Fıkha göre kurbanlık hayvanın tartılarak alınması doğru değildir. Kilo başına bir fiyat belirlenerek alınması kişinin takva ve ihlasına zarar verebilir.
Burada ilginç bir durum vardır.
Ayette buyrulduğu üzere “kurbanın eti ve kanı değil takva Allaha nail olur-ulaşır.”(Hac/37) buyrulmuştur.
Buna göre kurbanda asıl olan kurban etinin miktarı değildir, cisim büyüklüğü de değildir. Eğer kurbanın büyüklüğü, kilosu öne çıkarsa burada gizli bir tekasür(çoğaltma) yarışı başlar. "İşte en büyük kurbanı ben kestim" türü düşünceler içten içe yer eder.

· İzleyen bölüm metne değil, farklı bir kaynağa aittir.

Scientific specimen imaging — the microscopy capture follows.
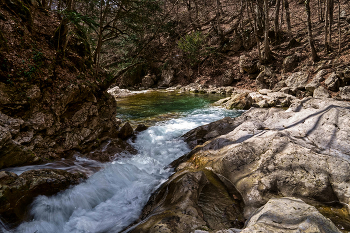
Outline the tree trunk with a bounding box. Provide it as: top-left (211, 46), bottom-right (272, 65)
top-left (328, 0), bottom-right (334, 44)
top-left (305, 0), bottom-right (320, 62)
top-left (324, 0), bottom-right (330, 53)
top-left (264, 0), bottom-right (271, 62)
top-left (274, 0), bottom-right (281, 41)
top-left (338, 0), bottom-right (341, 54)
top-left (284, 0), bottom-right (292, 35)
top-left (247, 1), bottom-right (263, 63)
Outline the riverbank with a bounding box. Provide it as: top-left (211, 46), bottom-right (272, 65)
top-left (128, 97), bottom-right (350, 233)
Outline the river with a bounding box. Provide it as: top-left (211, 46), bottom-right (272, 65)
top-left (7, 92), bottom-right (241, 233)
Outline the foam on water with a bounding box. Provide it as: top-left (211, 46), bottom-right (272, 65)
top-left (14, 108), bottom-right (240, 233)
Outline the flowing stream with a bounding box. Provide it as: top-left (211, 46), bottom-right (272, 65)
top-left (9, 91), bottom-right (241, 233)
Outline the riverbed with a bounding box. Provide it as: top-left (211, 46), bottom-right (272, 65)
top-left (8, 92), bottom-right (242, 233)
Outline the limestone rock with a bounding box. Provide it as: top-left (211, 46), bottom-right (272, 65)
top-left (239, 55), bottom-right (259, 74)
top-left (305, 70), bottom-right (326, 93)
top-left (0, 169), bottom-right (86, 224)
top-left (179, 98), bottom-right (350, 217)
top-left (324, 72), bottom-right (340, 91)
top-left (0, 83), bottom-right (118, 169)
top-left (313, 86), bottom-right (330, 98)
top-left (225, 92), bottom-right (252, 110)
top-left (284, 71), bottom-right (309, 89)
top-left (182, 117), bottom-right (242, 149)
top-left (132, 97), bottom-right (350, 233)
top-left (255, 67), bottom-right (277, 89)
top-left (283, 54), bottom-right (299, 72)
top-left (142, 75), bottom-right (154, 88)
top-left (129, 170), bottom-right (244, 233)
top-left (241, 197), bottom-right (341, 233)
top-left (339, 86), bottom-right (350, 100)
top-left (158, 69), bottom-right (175, 87)
top-left (83, 138), bottom-right (137, 162)
top-left (220, 69), bottom-right (234, 86)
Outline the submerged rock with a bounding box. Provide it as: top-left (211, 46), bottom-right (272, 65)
top-left (129, 170), bottom-right (244, 233)
top-left (0, 169), bottom-right (86, 224)
top-left (133, 98), bottom-right (350, 232)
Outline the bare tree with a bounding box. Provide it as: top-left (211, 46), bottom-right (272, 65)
top-left (264, 0), bottom-right (271, 61)
top-left (305, 0), bottom-right (320, 62)
top-left (274, 0), bottom-right (281, 40)
top-left (284, 0), bottom-right (292, 35)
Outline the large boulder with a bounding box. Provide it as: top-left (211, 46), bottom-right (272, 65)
top-left (239, 55), bottom-right (259, 74)
top-left (241, 197), bottom-right (341, 233)
top-left (118, 122), bottom-right (134, 140)
top-left (128, 170), bottom-right (244, 233)
top-left (128, 98), bottom-right (350, 232)
top-left (0, 83), bottom-right (118, 168)
top-left (0, 169), bottom-right (86, 224)
top-left (214, 89), bottom-right (295, 109)
top-left (182, 117), bottom-right (242, 149)
top-left (142, 75), bottom-right (154, 88)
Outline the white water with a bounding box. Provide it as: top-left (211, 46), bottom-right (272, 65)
top-left (14, 108), bottom-right (239, 233)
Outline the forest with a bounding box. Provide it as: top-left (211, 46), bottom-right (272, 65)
top-left (0, 0), bottom-right (350, 233)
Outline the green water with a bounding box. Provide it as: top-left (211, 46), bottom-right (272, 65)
top-left (117, 91), bottom-right (225, 125)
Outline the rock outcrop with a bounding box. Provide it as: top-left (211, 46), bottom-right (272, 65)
top-left (213, 89), bottom-right (296, 110)
top-left (0, 83), bottom-right (119, 169)
top-left (133, 98), bottom-right (350, 232)
top-left (0, 169), bottom-right (86, 225)
top-left (198, 197), bottom-right (341, 233)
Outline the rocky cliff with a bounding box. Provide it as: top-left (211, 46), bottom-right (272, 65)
top-left (128, 98), bottom-right (350, 233)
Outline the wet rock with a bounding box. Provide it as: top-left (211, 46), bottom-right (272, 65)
top-left (142, 75), bottom-right (154, 88)
top-left (284, 71), bottom-right (309, 90)
top-left (339, 86), bottom-right (350, 100)
top-left (177, 98), bottom-right (350, 217)
top-left (0, 169), bottom-right (86, 225)
top-left (83, 138), bottom-right (137, 162)
top-left (135, 124), bottom-right (148, 133)
top-left (283, 54), bottom-right (299, 72)
top-left (241, 197), bottom-right (341, 233)
top-left (239, 55), bottom-right (259, 74)
top-left (108, 86), bottom-right (133, 98)
top-left (214, 90), bottom-right (295, 109)
top-left (182, 117), bottom-right (242, 149)
top-left (324, 72), bottom-right (340, 91)
top-left (118, 122), bottom-right (134, 140)
top-left (224, 92), bottom-right (252, 110)
top-left (313, 86), bottom-right (330, 98)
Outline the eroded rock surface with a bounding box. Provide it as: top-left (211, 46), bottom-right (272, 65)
top-left (0, 83), bottom-right (118, 169)
top-left (131, 98), bottom-right (350, 232)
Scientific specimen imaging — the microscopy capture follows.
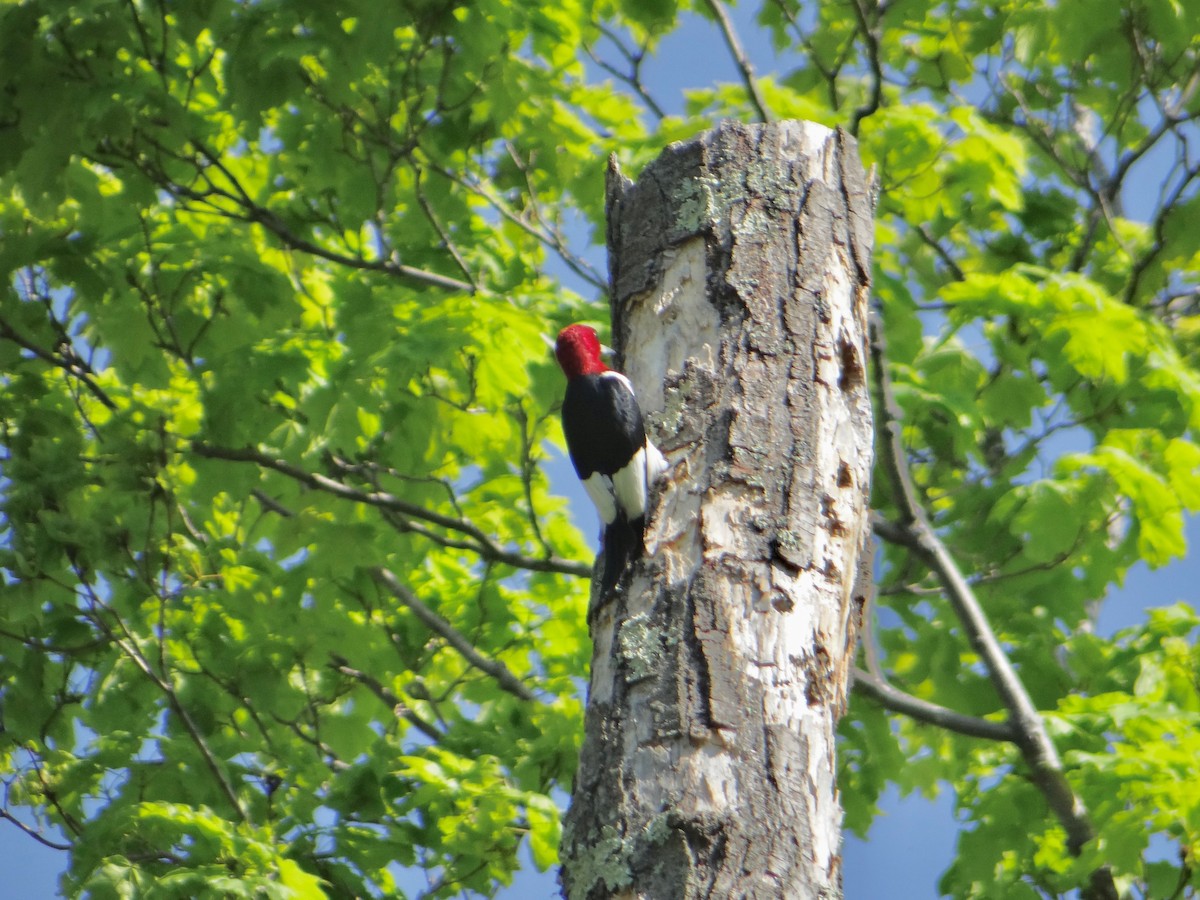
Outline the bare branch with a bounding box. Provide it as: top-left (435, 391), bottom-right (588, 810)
top-left (708, 0), bottom-right (773, 122)
top-left (330, 655), bottom-right (445, 740)
top-left (871, 312), bottom-right (1117, 900)
top-left (192, 442), bottom-right (592, 578)
top-left (371, 566), bottom-right (536, 701)
top-left (850, 0), bottom-right (883, 134)
top-left (854, 668), bottom-right (1015, 743)
top-left (0, 309), bottom-right (116, 412)
top-left (76, 578), bottom-right (250, 822)
top-left (0, 809), bottom-right (72, 850)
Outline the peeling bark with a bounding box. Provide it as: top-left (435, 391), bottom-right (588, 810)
top-left (562, 122), bottom-right (872, 900)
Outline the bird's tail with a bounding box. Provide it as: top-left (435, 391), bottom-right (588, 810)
top-left (600, 516), bottom-right (646, 594)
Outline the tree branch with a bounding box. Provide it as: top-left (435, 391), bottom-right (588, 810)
top-left (76, 568), bottom-right (250, 822)
top-left (0, 318), bottom-right (116, 412)
top-left (330, 654), bottom-right (445, 742)
top-left (371, 566), bottom-right (536, 701)
top-left (871, 312), bottom-right (1117, 900)
top-left (708, 0), bottom-right (773, 122)
top-left (192, 442), bottom-right (592, 578)
top-left (854, 667), bottom-right (1016, 743)
top-left (0, 809), bottom-right (72, 850)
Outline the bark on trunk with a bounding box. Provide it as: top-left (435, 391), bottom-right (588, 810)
top-left (562, 121), bottom-right (874, 900)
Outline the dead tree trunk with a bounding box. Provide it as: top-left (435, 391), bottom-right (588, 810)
top-left (562, 122), bottom-right (872, 900)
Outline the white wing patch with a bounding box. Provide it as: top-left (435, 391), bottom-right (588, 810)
top-left (583, 472), bottom-right (617, 526)
top-left (612, 446), bottom-right (646, 520)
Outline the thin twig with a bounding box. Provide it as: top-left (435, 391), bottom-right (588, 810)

Kurbanda büyüklük ve ağırlık değil yaklaşma duygusu önemlidir ve yakınlığın ölçüsü ağırlık değil mesafedir. Burada asıl mesele Kilo değil karıştır, metredir, santimdir. Bu nedenle kudsi hadiste "Kulum bana bir karış yaklaşırsa, ben ona bir zira' yaklaşırım, o bana bir zira' yaklaşırsa ben ona bir kulaç yaklaşırım. O bana yürüyerek gelirse, ben ona koşarak giderim." (Buhari) buyrulur. İşte bu böyle çok nazik çok latif bir konudur.
Hak Teala insanların kütlelelerini değil yaklaşma arzusunu esas alıyor. Bu nedenle kurbanın kilo ile tartılarak alınması caiz değildir. Çünkü yakınlık duygusu ağırlığa büyüklüğe göre değil mesafeye göredir.
Hak Teala Hz. İbrahim'e verdiği kurbanı "kebir" veya "sakil-ağır" olarak değil “azim” olarak nitelendirmiştir.
Azamet dış ağırlık veya büyüklük değil öz ağırlıktır, kemikleşmiş olan kütledir. Kemikleşmiş olan özdür.
Bu nedenle Hz. İbrahim’e verilen kurban, ağır veya kebir olarak değil azim olarak ifade edilmiştir.
Sosyal mesafe lafzının bu kadar çok kullanıldığı bir dönemde yakınlık anlamına gelen kurban kavramı çok özel bir anlam ifade etmiş oluyor.
İnsan kurban ile Allah'a, insanlara ve kendine yaklaşır; bu nedenle kurban kiloyla değildir, metre hesabıyladır, santim hesabıyladır. Oysa günümüz madde dünyasında yakınlaşma hep ağırlığa göre oluyor. Kimin; ekonomik, siyasi veya sosyal ağırlığı varsa onun tepeye yaklaşma şansı o oranda artıyor, yakın olma duygusunun önemi pek az oluyor.
Kurbanın ölçü birimi ağırlık değil mesafedir, mesafe uzaksa seçilen kurban ne kadar büyük ve ağır olursa olsun bunun pek bir ehemmiyeti ve faydası yoktur, fakat insan kurbanı ihlas ve takva ile keserse bütün uzaklıklar ona kısa kesilir.